​Un apolítico código de honor

Miquel Escudero

Reverte


En español, un ser iletrado es un analfabeto y un ser irreligioso es alguien que se opone al espíritu de la religión o que está falto de ella. No existe, en cambio, el término ‘ipolítico’ pero sí el de apolítico: es el ajeno a la política o quien se desentiende de ella. Durante la dictadura de Franco, no pocos decían ser apolíticos; no se ‘metían en política’ y se encogían de hombros ante lo que se daba como ‘inevitable’. 


Hoy bajo el pretexto de la corrupción, algunos alardean de antipolíticos o de antisistema. No comparto esta actitud, aunque desdeño en particular el definirme políticamente con una sola etiqueta o con unas solas siglas; el motivo es que no son pocos quienes pretenden deducir lo que no pueden y no corresponde -un grado de adhesión impropio-, puesto que leen con un extraño y desorbitado prejuicio, que todo lo corroe. Creo que no hay que facilitar las cosas a los cautivos del sectarismo.


Leo con gusto e interés la última novela de Arturo Pérez-Reverte Falcó (Alfaguara), con la que inicia un nuevo ciclo de relatos.
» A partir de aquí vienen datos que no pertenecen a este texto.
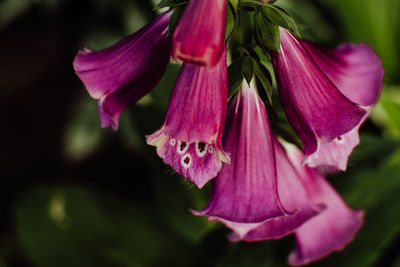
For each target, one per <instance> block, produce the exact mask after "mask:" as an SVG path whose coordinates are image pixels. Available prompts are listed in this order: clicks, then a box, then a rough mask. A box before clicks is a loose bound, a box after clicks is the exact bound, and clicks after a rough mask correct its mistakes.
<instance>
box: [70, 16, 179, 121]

Su protagonista es Lorenzo Falcó, un espía próximo a los 40 años de edad: un hombre del momento que en esta entrega interviene en un proyecto de liberación de José Antonio, en la cárcel de Alicante. Confiesa simpatizar ‘con varias causas’, pero lo cierto es que actúa como un mercenario. Acostumbrado al olor del miedo, que afronta con serenidad e irónica melancolía, el talante de Falcó es ácido y un punto macabro. “Los hombres como aquél llevaban su última noche consigo a todas partes, como una mochila inseparable. Como una sentencia de muerte aplazada”. 


Un rostro curtido por años de tensión, mentiras y violencia. Un mundo donde palabras como patria, amor y futuro carecen de sentido. ¿En qué habría de creer?, se pregunta: “¿En unos generales llamados por Dios a salvar España de la horda marxista? ¿En una República proletaria, bondadosa y honrada que defiende su libertad?... Eso os lo dejo a vosotros. A los muchachos con fe”. Al protagonista le repelen esas retóricas y ha experimentado lo que es ser un mero peón en el juego de otros. La cuestión es que nada es lo que parece. Endurecido al constatarlo, desarrolla un cinismo realista que no permite llegar a soluciones pero sí tener a raya ciertas posturas. Ante una aparente ausencia de reglas, el largo pasillo de una antigua y olvidada conciencia puede registrar un singular rapto de honor.